# Catalytic Wood Burning Stove?



## bobcolenso (Sep 11, 2003)

Would a Calalytic Wood burning stove allow me to burn evergreen trees without getting a build-up of creosote (sp)?


----------



## Steve (Jan 15, 2000)

No don't do it.


----------



## Buzzy (Dec 18, 2002)

I bought a wood stove (Lopi) is the manufacture. They say not to burn woods with sap or wet wood. Dry hard wood is what they recommend. I do burn pine trees when I camp. It burns fast, but bright.


----------



## Backwoods-Savage (Aug 28, 2005)

NO. Not even in a non-cat stove.

If you must burn evergreen (soft wood), then do it in the outdoors. However, some do use it in a wood cook stove...if it is very dry. Burns fast and hot, which is why they used it in an old cook stove.


----------



## goggleye57 (Dec 27, 2003)

I'd agree don't do it - I've had a catalytic converter stove for 3 years - Use only well seasoned hardwoods. Make sure the stove is up to temperature before you flip on the converter or it will get plugged up quick.
If you are looking at a wood stove look for one the latest generation wood stoves that swirl and burn the exhaust gases in the top of the stove.


----------



## webfarmer (Apr 5, 2005)

I'm not sure, but haven't most manufacturers switched from catalytic to engineered swirl design? I need to replace mine next year and have been looking (Lopi) and asking questions. In any case - pine is not a good choice like everyone said although I think you could use a very small amount combined with the dry hardwood.


----------



## eddiejohn4 (Dec 23, 2005)

I would burn no and I am unanimous in this, no pine. just remember to say no pine trees please!


----------



## Backwoods-Savage (Aug 28, 2005)

webfarmer said:


> I'm not sure, but haven't most manufacturers switched from catalytic to engineered swirl design? I need to replace mine next year and have been looking (Lopi) and asking questions. In any case - pine is not a good choice like everyone said although I think you could use a very small amount combined with the dry hardwood.


You are correct that most have switched from catalytic. Seems the biggest reason is folks just did not know or would not take the time to use it right. As you stated by goggleye57, you need to get the fire going good before switching on the cat. That usually means 10-15 minutes and too many folks just don't want to spend that time. Just put the wood in and forget it. But the cat stoves still burn much cleaner than the non-cat stoves.


----------



## bobcolenso (Sep 11, 2003)

eddiejohn4 said:


> just remember to say no pine trees please!

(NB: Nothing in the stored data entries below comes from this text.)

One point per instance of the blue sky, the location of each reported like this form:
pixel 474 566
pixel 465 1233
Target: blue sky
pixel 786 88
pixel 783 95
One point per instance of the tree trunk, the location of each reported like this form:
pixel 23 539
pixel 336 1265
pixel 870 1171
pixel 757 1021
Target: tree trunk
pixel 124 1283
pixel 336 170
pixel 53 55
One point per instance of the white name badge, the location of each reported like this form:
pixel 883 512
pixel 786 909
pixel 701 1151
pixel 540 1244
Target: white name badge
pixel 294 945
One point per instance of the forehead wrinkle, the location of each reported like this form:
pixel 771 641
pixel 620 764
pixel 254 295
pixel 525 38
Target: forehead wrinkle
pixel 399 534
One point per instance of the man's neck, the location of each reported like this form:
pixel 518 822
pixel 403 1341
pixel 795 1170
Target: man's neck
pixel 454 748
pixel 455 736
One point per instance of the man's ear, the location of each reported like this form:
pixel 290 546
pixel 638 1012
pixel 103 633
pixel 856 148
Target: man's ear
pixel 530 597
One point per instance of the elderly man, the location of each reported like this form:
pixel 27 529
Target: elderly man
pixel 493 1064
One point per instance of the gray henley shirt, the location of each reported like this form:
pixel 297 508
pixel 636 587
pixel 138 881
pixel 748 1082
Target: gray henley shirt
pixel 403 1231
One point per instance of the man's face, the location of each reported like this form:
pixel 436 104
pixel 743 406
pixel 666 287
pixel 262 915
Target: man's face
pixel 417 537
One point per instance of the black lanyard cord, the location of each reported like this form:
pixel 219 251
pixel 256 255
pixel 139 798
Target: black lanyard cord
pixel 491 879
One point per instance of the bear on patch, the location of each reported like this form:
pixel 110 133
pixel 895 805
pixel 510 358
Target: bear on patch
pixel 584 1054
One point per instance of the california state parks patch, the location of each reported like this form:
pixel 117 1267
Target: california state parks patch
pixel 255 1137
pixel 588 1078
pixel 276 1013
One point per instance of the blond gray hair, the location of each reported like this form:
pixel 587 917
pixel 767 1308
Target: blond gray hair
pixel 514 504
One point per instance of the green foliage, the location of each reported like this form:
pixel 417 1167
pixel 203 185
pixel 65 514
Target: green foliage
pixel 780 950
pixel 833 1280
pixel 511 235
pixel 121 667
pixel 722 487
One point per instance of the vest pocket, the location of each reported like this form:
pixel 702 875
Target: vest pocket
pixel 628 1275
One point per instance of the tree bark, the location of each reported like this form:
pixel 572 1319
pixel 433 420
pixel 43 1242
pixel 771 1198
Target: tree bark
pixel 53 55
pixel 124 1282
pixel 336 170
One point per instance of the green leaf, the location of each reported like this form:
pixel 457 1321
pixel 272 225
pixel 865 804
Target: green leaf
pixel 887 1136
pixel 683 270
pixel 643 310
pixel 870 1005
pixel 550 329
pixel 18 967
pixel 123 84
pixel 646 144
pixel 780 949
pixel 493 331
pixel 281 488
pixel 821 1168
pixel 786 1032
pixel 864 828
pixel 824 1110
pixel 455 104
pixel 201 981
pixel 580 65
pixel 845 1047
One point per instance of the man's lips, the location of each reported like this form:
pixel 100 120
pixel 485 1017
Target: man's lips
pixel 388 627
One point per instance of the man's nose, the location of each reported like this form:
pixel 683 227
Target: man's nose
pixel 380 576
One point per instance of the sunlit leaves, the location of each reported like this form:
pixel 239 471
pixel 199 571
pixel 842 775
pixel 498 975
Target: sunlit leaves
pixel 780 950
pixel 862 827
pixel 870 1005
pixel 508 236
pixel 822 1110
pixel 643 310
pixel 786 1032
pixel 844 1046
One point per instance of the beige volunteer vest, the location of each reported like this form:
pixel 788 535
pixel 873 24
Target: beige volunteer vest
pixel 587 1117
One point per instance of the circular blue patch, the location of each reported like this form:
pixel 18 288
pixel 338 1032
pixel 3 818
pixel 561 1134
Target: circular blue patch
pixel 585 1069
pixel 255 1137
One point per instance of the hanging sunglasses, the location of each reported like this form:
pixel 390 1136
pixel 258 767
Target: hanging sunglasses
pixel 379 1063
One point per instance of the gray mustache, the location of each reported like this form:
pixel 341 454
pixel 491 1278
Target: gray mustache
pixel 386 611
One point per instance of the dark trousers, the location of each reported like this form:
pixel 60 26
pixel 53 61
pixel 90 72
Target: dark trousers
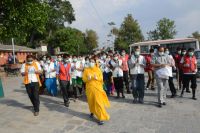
pixel 187 78
pixel 150 82
pixel 171 86
pixel 138 84
pixel 75 91
pixel 64 85
pixel 118 82
pixel 33 93
pixel 125 77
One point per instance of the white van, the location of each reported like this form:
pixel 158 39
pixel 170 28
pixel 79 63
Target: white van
pixel 197 54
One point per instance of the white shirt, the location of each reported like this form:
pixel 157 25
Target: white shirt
pixel 31 72
pixel 117 72
pixel 136 65
pixel 182 61
pixel 48 68
pixel 73 70
pixel 78 66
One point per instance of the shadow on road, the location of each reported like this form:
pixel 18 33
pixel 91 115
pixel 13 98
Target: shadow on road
pixel 14 103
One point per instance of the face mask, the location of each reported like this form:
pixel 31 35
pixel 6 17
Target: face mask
pixel 87 61
pixel 66 60
pixel 59 59
pixel 92 64
pixel 191 54
pixel 183 53
pixel 75 60
pixel 137 53
pixel 115 58
pixel 48 61
pixel 179 52
pixel 30 62
pixel 161 53
pixel 152 54
pixel 167 52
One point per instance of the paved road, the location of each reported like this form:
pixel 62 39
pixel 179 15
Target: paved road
pixel 181 115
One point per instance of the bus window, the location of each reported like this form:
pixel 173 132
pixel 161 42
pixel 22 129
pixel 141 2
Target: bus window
pixel 197 54
pixel 144 49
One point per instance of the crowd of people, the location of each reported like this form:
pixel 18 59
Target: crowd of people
pixel 100 75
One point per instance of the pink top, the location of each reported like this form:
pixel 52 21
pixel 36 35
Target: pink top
pixel 125 62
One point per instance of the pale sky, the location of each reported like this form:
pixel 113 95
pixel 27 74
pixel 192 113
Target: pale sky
pixel 185 13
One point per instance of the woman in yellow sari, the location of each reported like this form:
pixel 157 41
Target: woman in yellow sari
pixel 96 96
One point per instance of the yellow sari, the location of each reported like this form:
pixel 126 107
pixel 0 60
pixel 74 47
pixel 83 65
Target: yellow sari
pixel 96 96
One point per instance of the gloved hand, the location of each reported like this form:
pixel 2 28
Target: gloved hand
pixel 95 77
pixel 89 77
pixel 186 65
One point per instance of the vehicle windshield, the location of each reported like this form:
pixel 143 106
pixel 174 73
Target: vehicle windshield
pixel 197 54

I thought I'd be safe here!!!


----------



## huntfisheat (Jul 30, 2007)

I love my Lopi soooo much that I would make a commercial for them for free. Close clearences to walls saving floor space, thick top for holding heat and cooking and steady heat that don't cook you out or go out at night and freeze you to death in the morning. Truly a machine from the god's. I light mine on Saturday and it goes out the next Saturday seven days later when I go home. And that's the truth! I have checked my chimny pipe every year for the four years that I have had it but never had to clean it once, I do not use well seasoned wood all the time as I should. No pine though. Do not over buy, get one that is just large enough for your floor space.

Steve.
The old "Stick Bow" from this forum.


----------